Early in our conversations, he friended me on Facebook. Then I unfriended him and he stopped responding to my messages and calls. His Last activity on Twitter was in December 2022, when he reposted an article shared by right-wing pundit Dinesh D’Souza alleging that Michelle Obama helped get Trump kicked off the platform.

A few weeks ago, I decided to contact Mr. Presti again. He wanted to know how he sees things today and how he has rebuilt his life. We are both New Yorkers; perhaps now, with the bitter fights over bar closures and vaccination demands many years ago, we can find common ground again.

I sent a couple of messages to Mr. Presti but got no response. I called, with the same result. I tracked down his former business partner, who said he would pass on my message to her. I thanked him and wished him luck.

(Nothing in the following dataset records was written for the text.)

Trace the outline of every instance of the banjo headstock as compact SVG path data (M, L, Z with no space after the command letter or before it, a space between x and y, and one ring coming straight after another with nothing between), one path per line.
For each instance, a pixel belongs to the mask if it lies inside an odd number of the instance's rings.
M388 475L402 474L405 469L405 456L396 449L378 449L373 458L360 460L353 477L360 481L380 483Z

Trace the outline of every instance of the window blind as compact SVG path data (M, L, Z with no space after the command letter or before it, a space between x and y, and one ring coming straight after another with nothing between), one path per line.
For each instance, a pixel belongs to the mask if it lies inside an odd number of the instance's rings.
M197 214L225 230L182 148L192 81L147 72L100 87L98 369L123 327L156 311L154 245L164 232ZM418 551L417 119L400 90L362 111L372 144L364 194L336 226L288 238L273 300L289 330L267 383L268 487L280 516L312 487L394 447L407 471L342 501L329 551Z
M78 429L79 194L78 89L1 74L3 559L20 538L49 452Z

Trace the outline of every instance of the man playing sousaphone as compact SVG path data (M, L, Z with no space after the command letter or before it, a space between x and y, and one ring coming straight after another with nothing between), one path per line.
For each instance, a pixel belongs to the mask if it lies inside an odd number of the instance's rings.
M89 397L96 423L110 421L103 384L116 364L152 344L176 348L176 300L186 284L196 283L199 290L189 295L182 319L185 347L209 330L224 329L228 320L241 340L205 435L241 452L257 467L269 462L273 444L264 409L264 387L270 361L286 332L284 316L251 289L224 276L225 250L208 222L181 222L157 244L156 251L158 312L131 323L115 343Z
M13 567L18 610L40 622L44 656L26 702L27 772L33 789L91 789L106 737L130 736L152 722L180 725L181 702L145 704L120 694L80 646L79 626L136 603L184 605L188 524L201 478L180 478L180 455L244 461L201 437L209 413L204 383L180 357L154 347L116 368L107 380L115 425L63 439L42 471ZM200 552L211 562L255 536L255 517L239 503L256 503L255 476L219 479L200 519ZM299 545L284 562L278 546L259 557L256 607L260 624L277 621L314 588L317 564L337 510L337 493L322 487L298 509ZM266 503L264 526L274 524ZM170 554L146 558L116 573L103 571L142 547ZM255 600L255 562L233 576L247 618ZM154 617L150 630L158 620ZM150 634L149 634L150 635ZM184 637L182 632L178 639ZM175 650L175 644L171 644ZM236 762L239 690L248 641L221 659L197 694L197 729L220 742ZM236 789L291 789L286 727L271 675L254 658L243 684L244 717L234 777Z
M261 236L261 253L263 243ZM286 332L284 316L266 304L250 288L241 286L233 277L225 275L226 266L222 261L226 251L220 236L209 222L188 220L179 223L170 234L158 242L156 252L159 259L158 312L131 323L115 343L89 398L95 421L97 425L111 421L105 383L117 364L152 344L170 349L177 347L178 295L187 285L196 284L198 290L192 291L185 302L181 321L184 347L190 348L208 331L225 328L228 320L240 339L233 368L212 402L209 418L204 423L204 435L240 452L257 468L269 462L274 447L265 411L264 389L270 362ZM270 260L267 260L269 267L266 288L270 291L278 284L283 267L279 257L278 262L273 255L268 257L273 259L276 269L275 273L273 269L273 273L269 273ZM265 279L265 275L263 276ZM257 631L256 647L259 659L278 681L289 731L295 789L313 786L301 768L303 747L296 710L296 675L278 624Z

I don’t know why Mr. Presti decided not to respond to me. Perhaps he has more pressing matters to attend to. But the lack of resolution seems appropriate, in some ways, for a relationship that taught me a lot about how this country failed people in 2020 and how those problems continue. I hope he and I reconnect someday; For now, the silence is a disheartening reminder that in America and even in my own great city, social divisions have deepened. Today, as we approach the 2024 elections, the wounds of 2020 remain raw and our conflicts unresolved. And the cold war Presti warned about could soon come to a head.